El hombre se deja llevar. Está
demasiado débil como para oponerse al dolor. Además, no quiere llevarle la
contraria. Ella ha sido un apoyo solícito y constante. Se ha hecho cargo de
todo desde que esto comenzó. No puede reclamarle nada, así que acepta conforme
someterse a ese tratamiento que lo único que ha hecho es debilitarlo más, pero
ella tiene esperanzas en que todo funcionará.

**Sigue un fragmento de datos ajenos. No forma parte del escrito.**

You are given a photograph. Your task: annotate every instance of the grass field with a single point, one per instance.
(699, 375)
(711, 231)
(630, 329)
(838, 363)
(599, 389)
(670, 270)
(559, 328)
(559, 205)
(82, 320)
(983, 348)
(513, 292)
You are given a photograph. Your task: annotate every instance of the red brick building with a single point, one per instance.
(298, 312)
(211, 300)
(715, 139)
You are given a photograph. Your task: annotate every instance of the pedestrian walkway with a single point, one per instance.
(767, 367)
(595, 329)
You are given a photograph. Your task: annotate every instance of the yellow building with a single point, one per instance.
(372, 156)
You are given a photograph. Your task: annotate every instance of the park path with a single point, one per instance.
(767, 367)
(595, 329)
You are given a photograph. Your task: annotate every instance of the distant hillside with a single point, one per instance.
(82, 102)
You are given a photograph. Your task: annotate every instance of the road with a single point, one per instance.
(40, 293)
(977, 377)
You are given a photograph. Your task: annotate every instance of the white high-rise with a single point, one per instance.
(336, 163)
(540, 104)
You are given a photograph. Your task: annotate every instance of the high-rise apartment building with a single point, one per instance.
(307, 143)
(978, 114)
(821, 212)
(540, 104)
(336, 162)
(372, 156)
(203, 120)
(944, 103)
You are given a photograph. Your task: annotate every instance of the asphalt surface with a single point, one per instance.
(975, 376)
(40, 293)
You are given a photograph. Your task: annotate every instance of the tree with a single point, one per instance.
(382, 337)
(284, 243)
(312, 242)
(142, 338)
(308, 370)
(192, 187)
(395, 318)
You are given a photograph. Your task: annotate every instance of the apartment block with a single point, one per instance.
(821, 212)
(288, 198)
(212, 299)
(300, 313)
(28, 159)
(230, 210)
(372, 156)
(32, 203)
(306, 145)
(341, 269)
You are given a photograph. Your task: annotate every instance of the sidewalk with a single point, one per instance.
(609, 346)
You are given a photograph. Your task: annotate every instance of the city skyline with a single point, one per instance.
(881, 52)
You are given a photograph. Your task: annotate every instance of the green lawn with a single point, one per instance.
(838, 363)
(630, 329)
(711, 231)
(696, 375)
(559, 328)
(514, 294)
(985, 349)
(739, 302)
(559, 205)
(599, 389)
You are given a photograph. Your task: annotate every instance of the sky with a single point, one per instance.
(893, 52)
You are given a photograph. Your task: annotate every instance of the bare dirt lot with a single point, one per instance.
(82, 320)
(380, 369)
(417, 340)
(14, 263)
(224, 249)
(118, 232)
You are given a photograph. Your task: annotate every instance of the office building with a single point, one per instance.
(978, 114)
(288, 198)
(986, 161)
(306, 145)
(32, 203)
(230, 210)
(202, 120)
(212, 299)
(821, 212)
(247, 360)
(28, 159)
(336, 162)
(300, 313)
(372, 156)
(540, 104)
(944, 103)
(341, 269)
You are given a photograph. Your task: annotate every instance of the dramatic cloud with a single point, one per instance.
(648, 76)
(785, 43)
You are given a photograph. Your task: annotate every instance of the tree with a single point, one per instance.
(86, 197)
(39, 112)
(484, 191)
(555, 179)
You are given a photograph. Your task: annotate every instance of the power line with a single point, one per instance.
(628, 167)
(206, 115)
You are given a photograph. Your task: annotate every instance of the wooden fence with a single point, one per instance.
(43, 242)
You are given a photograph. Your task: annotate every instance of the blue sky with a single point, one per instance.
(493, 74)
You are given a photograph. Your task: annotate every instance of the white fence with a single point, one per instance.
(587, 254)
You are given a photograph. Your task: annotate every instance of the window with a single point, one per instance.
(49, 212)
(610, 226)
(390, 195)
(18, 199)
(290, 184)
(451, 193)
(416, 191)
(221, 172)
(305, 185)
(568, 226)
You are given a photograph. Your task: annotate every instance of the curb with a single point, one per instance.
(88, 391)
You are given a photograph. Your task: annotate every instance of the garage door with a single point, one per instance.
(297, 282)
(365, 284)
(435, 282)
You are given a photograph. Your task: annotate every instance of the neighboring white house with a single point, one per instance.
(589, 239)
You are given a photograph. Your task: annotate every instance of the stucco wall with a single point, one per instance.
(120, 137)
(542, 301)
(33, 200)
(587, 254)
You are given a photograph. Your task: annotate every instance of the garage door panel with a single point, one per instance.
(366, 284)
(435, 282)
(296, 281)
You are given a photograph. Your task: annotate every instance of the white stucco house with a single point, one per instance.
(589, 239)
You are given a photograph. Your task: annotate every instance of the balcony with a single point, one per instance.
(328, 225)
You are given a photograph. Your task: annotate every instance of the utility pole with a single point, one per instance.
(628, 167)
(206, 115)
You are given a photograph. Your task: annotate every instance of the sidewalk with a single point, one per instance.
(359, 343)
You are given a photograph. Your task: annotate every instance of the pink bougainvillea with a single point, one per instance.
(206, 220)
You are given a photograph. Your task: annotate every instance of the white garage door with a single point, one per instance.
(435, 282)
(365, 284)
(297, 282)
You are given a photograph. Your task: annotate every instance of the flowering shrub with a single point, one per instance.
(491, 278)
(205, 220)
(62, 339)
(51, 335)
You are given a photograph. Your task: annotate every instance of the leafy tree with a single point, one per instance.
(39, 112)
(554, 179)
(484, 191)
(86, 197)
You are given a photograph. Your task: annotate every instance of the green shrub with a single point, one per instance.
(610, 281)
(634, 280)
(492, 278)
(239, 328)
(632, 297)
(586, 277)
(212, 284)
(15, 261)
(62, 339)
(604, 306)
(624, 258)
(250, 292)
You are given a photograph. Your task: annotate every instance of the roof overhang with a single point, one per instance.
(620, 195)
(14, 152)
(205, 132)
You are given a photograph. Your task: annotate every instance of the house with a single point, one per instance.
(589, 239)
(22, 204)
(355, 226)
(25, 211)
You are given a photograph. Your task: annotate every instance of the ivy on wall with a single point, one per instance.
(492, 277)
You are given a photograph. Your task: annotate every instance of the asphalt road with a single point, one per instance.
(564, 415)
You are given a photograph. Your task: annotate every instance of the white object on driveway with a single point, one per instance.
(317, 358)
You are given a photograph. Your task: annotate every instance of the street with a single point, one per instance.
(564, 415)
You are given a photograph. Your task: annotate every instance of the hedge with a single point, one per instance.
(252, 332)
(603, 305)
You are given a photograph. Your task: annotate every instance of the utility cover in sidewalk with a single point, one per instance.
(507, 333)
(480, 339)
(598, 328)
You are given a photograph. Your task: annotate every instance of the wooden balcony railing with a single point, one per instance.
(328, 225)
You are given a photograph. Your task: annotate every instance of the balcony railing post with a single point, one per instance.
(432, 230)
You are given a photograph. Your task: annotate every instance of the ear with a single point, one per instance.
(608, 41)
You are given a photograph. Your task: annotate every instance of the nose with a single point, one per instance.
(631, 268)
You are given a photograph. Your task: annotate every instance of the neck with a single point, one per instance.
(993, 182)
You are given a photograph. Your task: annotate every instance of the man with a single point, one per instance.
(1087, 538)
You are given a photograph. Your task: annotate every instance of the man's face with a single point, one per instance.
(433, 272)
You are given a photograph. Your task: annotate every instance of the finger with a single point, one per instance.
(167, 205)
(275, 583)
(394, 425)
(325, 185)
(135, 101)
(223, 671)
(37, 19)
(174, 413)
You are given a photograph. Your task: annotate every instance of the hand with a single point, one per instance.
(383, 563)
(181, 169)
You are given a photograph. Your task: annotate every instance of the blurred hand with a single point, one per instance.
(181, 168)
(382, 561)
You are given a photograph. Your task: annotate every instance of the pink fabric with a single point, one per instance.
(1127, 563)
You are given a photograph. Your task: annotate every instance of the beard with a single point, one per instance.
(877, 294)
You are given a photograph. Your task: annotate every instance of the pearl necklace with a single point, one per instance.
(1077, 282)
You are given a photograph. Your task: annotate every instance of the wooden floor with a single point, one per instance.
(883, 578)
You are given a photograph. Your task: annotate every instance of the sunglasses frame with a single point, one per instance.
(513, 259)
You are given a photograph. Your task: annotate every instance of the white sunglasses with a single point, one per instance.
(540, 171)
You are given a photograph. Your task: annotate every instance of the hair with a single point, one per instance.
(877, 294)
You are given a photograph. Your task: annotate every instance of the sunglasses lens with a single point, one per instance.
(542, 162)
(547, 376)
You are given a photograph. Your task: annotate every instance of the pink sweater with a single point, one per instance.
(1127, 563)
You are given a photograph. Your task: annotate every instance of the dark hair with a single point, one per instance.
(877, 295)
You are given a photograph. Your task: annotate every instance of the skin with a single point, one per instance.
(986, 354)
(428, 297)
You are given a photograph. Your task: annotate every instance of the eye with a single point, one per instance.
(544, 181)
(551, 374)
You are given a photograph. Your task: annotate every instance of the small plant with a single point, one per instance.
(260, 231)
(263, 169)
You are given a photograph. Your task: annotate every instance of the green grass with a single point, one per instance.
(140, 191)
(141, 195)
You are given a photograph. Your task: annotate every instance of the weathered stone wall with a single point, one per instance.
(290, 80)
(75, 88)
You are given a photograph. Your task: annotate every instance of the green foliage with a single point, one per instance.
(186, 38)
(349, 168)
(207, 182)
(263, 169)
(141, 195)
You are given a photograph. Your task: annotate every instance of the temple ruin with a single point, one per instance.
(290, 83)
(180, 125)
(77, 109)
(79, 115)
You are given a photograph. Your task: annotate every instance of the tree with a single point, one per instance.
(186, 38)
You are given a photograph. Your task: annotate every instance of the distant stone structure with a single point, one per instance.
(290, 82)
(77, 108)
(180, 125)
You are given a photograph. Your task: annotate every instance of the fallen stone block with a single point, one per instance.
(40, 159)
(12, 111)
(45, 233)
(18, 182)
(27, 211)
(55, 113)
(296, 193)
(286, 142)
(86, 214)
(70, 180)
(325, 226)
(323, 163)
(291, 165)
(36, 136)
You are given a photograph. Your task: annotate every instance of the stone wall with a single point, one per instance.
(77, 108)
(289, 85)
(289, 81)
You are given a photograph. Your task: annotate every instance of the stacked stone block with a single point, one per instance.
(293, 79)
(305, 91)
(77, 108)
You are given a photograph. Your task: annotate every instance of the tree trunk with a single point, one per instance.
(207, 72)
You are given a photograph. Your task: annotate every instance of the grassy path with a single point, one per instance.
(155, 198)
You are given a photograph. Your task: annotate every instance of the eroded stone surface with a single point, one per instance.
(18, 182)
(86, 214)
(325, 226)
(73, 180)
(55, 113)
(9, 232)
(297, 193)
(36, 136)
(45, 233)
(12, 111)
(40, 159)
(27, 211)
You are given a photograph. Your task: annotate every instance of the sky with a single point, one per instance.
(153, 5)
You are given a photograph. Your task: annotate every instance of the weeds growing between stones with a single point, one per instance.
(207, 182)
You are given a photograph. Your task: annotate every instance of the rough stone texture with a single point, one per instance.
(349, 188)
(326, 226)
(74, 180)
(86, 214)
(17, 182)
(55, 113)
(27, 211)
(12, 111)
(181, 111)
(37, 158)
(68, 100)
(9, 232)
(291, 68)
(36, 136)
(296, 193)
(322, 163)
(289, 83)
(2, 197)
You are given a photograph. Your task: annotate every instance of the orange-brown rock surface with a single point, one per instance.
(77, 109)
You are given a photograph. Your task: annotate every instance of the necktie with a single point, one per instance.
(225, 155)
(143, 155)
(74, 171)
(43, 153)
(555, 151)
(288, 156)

A pesar de estar enfermo, ¿quién
es él para decirle que pare? Es ella quien ha estado en contacto con el médico,
lo llevó al hospital, lo atiende. Nunca pensó que una mujer tan frívola,
distante y despreocupada como ella, estuviera tan atenta a su curación. Ella,
la mujer con la que comparte su vida desde hace unos años.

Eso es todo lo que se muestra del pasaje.